Bruce Trigg: Wary of where Summit Stage is heading |

Bruce Trigg: Wary of where Summit Stage is heading

Bruce Trigg

As a driver for Summit Stage, it was with more then passing interest that I read the recent article about the transit board’s efforts to secure a loan from CDOT to conduct a survey addressing the Summit Stage’s routes and schedules. My main thought while reading the article was that the transit board is an advisory panel with no authority over Stage administration, and therefore their survey would essentially carry no weight. That begs the question: Why spend that much money when the Stage administration could take or leave the surveys findings?
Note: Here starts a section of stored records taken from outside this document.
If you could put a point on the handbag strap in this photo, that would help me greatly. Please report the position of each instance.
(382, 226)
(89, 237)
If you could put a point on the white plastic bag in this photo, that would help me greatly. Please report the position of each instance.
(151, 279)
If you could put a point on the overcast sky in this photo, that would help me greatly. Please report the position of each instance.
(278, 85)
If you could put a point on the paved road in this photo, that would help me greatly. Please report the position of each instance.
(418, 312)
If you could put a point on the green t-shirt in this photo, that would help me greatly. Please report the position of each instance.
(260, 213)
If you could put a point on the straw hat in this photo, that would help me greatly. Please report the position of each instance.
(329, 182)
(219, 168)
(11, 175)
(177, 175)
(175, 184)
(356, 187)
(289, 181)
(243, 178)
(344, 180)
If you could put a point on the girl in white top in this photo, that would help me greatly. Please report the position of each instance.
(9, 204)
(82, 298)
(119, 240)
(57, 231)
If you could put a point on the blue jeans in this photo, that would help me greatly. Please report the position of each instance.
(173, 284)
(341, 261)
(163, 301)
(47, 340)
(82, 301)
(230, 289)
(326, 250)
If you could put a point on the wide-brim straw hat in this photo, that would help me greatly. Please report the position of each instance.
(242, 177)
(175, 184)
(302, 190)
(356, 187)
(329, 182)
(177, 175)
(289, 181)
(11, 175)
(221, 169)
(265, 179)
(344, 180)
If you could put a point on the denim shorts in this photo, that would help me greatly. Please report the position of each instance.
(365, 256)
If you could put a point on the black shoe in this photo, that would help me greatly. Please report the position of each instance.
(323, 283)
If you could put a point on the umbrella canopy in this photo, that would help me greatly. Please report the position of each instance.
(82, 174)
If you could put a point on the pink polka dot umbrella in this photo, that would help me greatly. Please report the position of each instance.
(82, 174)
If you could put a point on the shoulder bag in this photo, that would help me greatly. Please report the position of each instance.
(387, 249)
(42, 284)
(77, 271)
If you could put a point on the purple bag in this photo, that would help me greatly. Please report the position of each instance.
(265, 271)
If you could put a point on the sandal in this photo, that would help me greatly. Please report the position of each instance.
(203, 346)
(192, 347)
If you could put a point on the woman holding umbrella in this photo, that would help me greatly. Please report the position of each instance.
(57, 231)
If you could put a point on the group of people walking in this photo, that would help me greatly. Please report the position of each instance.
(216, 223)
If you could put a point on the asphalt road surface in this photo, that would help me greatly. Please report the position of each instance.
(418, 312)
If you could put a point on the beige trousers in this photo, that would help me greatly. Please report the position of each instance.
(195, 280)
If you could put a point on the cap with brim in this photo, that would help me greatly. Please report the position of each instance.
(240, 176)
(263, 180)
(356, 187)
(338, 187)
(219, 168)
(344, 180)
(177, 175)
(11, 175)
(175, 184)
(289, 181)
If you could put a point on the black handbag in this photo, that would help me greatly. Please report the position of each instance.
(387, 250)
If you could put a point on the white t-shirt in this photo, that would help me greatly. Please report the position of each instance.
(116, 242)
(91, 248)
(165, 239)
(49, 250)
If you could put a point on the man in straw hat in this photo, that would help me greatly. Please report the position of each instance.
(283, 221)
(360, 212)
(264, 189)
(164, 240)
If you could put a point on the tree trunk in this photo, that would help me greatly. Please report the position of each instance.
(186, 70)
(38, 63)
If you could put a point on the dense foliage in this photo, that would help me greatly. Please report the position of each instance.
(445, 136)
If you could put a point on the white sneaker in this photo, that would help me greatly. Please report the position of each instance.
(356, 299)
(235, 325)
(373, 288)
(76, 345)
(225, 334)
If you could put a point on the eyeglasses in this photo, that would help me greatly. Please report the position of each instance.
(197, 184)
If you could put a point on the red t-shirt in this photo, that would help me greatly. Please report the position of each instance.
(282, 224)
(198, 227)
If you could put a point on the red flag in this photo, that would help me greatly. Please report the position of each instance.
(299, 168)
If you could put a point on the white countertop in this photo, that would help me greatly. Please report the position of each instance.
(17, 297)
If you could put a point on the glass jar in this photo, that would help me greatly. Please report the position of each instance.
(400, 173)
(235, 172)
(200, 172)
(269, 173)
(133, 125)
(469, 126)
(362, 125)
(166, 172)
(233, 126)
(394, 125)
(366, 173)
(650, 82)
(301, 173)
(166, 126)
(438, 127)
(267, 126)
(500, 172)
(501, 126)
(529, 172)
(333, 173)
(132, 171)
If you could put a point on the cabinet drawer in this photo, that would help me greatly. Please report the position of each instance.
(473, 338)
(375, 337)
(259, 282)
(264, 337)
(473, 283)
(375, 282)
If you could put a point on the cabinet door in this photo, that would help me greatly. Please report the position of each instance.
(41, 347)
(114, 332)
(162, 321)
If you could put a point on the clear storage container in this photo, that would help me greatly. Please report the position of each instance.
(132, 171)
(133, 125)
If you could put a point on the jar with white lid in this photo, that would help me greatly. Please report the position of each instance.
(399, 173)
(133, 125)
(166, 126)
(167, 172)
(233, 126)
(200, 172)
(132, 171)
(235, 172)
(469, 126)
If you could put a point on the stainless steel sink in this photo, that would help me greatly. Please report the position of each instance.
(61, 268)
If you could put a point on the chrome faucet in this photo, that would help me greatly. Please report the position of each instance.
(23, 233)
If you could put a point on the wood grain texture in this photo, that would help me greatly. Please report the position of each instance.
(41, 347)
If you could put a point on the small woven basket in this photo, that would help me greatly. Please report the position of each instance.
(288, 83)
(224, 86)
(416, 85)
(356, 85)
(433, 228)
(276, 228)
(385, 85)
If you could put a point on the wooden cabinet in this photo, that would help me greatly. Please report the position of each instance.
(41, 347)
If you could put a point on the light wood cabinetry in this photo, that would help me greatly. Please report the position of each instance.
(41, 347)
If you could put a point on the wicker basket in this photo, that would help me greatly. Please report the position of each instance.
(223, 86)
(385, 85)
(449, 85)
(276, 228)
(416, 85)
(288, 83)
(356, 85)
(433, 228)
Over the past few years, the work environment at Summit Stage has gone from fun to unhealthy. Some but not all of the reasons for this can be attributed to diminishing revenues and the resulting alterations in schedules, routes and drivers’ working schedules. There are any number of drivers who wouldn’t hesitate to leave the Stage if a job with equivalent wages, benefits and year-round employment were readily available, but jobs like that are hard to come by in Summit County, so they don’t have much choice other then to stick it out with the Stage.

Currently, Summit Stage is overseen by the county government and the Summit Board of County Commissioners. The BOCC has a large number of other issues to deal with, and it is becoming well known that they are anxious to rid themselves of Stage operations. Last fall when First Transit took over Fleet Maintenance, the general consensus among Stage employees was that we were next. After watching the way that transition was handled, many of us have legitimate concerns about the security of our employment.

Perhaps the transit board should be given full-time authority to manage Stage operations, with Stage administrators being made responsible to answer to them. That way their $70,000 survey would take on new meaning, and the findings would be more readily implemented into Stage routes and schedules.